Openspeech Model

Openspeech Model

class openspeech.models.openspeech_model.OpenspeechModel(configs: omegaconf.dictconfig.DictConfig, vocab: openspeech.vocabs.vocab.Vocabulary)[source]

Super class of openspeech models.

Note

Do not use this class directly, use one of the sub classes.

Parameters
  • configs (DictConfig) – configuration set.

  • vocab (Vocabulary) – the class of vocabulary

Inputs:
inputs (torch.FloatTensor): A input sequence passed to encoders. Typically for inputs this will be a padded

FloatTensor of size (batch, seq_length, dimension).

input_lengths (torch.LongTensor): The length of input tensor. (batch)

Returns

Result of model predictions.

Return type

  • y_hats (torch.FloatTensor)

configure_criterion(criterion_name: str) → torch.nn.modules.module.Module[source]

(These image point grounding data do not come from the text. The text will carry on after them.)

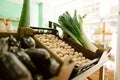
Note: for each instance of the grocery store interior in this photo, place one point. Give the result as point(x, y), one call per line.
point(100, 25)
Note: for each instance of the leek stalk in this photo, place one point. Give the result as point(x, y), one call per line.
point(73, 27)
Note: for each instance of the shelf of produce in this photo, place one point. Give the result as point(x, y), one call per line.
point(101, 62)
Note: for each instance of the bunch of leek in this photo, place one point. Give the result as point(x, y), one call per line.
point(73, 27)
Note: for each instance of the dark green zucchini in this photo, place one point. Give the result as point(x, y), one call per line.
point(45, 64)
point(4, 44)
point(12, 69)
point(25, 59)
point(27, 42)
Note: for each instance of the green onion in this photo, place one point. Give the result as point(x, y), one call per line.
point(73, 27)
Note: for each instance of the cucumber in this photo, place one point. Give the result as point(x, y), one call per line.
point(25, 15)
point(13, 69)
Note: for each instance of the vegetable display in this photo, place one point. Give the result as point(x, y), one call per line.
point(25, 15)
point(61, 49)
point(25, 62)
point(72, 26)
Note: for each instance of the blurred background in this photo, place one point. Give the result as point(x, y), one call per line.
point(100, 24)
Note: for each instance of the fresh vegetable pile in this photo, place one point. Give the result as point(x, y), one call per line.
point(21, 60)
point(61, 49)
point(72, 26)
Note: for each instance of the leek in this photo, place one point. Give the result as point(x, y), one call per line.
point(73, 27)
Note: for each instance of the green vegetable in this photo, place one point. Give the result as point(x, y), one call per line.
point(25, 15)
point(73, 27)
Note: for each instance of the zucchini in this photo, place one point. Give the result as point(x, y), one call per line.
point(25, 15)
point(25, 59)
point(12, 69)
point(3, 45)
point(27, 42)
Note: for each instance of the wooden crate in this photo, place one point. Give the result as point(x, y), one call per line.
point(64, 70)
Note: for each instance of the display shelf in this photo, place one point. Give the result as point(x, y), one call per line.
point(101, 62)
point(9, 20)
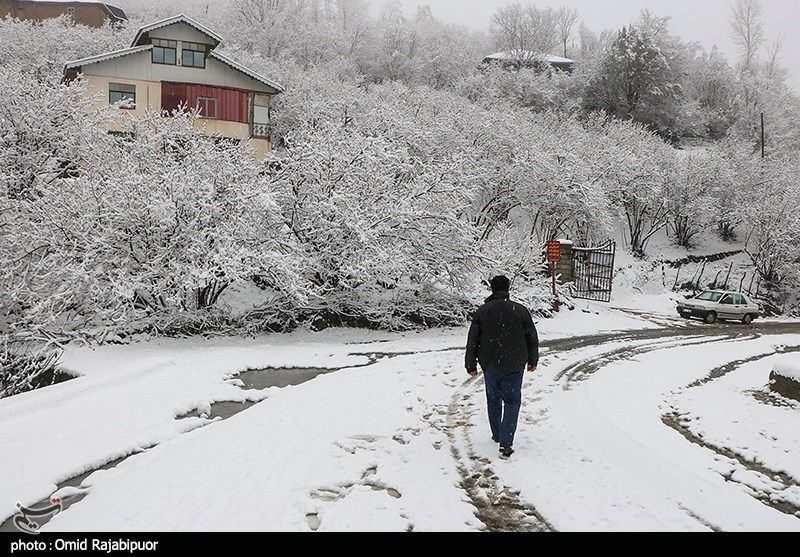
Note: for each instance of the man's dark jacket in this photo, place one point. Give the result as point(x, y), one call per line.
point(502, 337)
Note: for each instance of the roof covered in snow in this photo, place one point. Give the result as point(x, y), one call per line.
point(181, 18)
point(236, 66)
point(528, 56)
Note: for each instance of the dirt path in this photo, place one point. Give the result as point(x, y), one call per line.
point(498, 506)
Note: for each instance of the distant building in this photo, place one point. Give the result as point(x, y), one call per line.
point(174, 62)
point(528, 59)
point(92, 14)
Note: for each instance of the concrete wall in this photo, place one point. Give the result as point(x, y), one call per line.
point(139, 66)
point(93, 15)
point(148, 98)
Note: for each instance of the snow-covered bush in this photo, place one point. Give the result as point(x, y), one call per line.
point(23, 369)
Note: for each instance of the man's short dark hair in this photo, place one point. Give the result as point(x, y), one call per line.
point(500, 284)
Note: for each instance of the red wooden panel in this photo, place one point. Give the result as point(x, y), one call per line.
point(231, 103)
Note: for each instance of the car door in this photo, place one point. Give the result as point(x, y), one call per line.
point(747, 306)
point(739, 305)
point(727, 307)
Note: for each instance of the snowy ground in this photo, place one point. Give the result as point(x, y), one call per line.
point(669, 428)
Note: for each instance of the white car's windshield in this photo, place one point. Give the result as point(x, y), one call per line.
point(709, 296)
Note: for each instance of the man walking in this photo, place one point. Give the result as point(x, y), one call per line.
point(503, 339)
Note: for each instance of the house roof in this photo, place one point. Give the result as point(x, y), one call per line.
point(213, 54)
point(528, 56)
point(106, 56)
point(236, 66)
point(172, 20)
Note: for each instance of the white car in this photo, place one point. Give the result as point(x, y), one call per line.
point(717, 304)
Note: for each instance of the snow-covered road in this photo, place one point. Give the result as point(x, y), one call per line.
point(654, 428)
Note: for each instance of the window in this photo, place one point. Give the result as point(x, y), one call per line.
point(193, 55)
point(261, 116)
point(709, 296)
point(122, 92)
point(165, 52)
point(207, 107)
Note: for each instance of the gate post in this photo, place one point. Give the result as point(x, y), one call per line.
point(565, 267)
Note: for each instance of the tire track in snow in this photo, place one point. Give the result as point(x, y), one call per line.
point(497, 506)
point(500, 507)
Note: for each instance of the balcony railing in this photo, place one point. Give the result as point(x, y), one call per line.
point(260, 130)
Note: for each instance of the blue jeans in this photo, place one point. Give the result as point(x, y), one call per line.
point(503, 400)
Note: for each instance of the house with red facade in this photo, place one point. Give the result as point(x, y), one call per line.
point(173, 63)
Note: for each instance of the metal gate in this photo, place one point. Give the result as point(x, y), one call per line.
point(594, 271)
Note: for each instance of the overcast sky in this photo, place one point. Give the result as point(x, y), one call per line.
point(705, 21)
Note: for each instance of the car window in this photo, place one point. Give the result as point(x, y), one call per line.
point(709, 296)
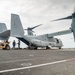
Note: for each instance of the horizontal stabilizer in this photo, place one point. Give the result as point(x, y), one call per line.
point(16, 26)
point(60, 33)
point(68, 17)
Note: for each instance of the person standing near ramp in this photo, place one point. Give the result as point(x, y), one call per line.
point(14, 43)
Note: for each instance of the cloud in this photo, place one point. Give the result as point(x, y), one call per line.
point(33, 12)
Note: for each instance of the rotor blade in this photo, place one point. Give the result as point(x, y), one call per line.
point(36, 26)
point(68, 17)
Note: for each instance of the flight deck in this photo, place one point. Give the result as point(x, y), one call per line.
point(37, 62)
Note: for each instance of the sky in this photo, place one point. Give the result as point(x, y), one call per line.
point(34, 12)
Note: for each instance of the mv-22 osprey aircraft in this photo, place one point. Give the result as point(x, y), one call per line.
point(45, 40)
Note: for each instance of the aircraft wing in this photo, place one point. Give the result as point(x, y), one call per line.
point(5, 35)
point(60, 33)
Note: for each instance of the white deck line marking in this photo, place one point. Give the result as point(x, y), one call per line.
point(34, 66)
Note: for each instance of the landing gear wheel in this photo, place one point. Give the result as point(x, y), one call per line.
point(7, 47)
point(59, 47)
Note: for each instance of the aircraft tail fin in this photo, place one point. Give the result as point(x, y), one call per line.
point(16, 26)
point(2, 27)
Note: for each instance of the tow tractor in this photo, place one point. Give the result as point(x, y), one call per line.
point(4, 45)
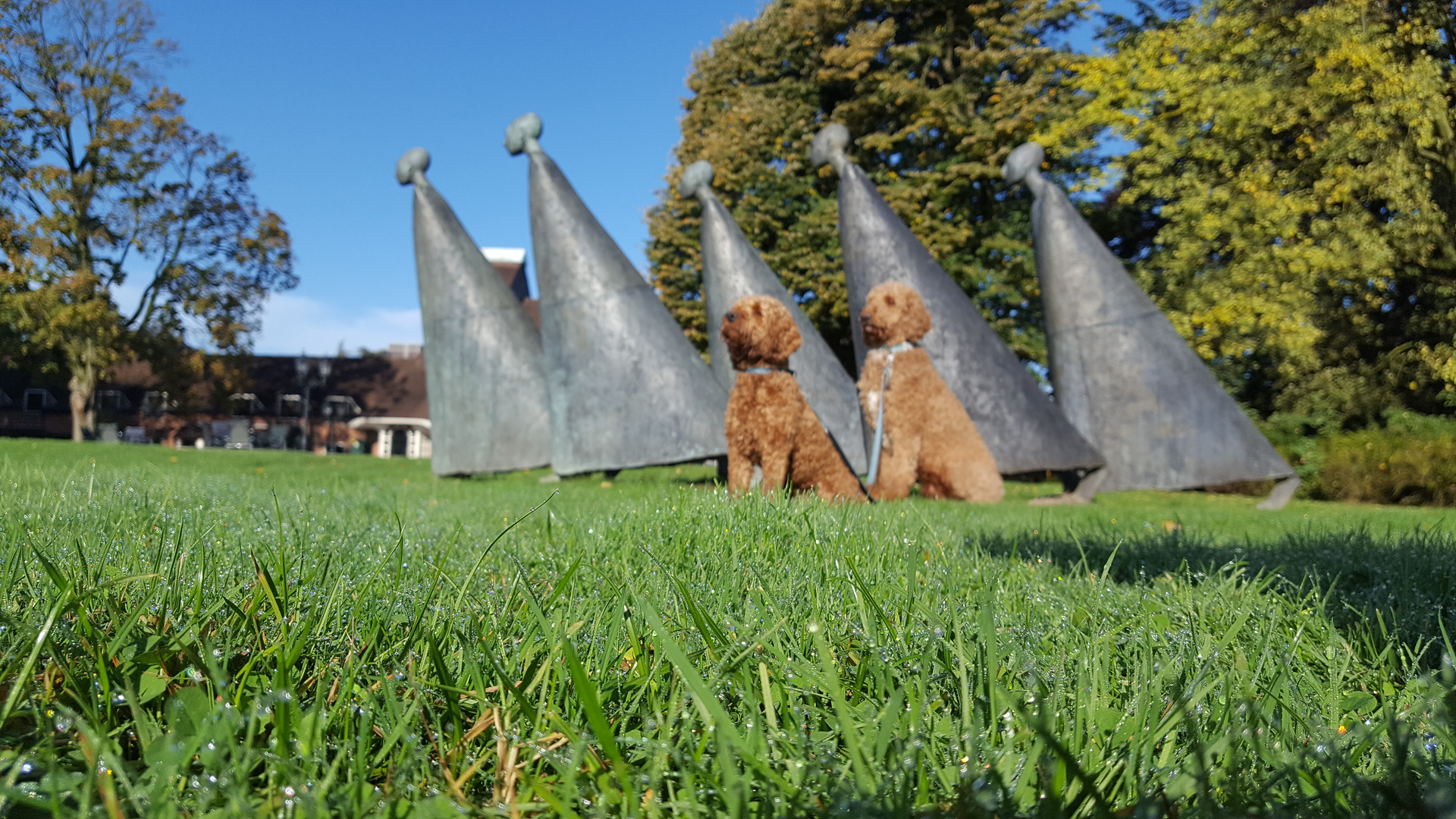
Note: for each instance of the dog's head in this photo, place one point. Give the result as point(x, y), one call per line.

Configure criterion for training.

Parameters

criterion_name (str) – name of criterion

Returns

criterion for training

Return type

criterion (nn.Module)

configure_optimizers()[source]

Choose what optimizers and learning-rate schedulers to use in your optimization.

Returns

  • Two lists - The first list has multiple optimizers, and the second has multiple LR schedulers

    (or multiple lr_dict).

forward(inputs: torch.FloatTensor, input_lengths: torch.LongTensor) → Dict[str, torch.Tensor][source]

Forward propagate a inputs and targets pair for inference.

Inputs:
inputs (torch.FloatTensor): A input sequence passed to encoders. Typically for inputs this will be a padded

FloatTensor of size (batch, seq_length, dimension).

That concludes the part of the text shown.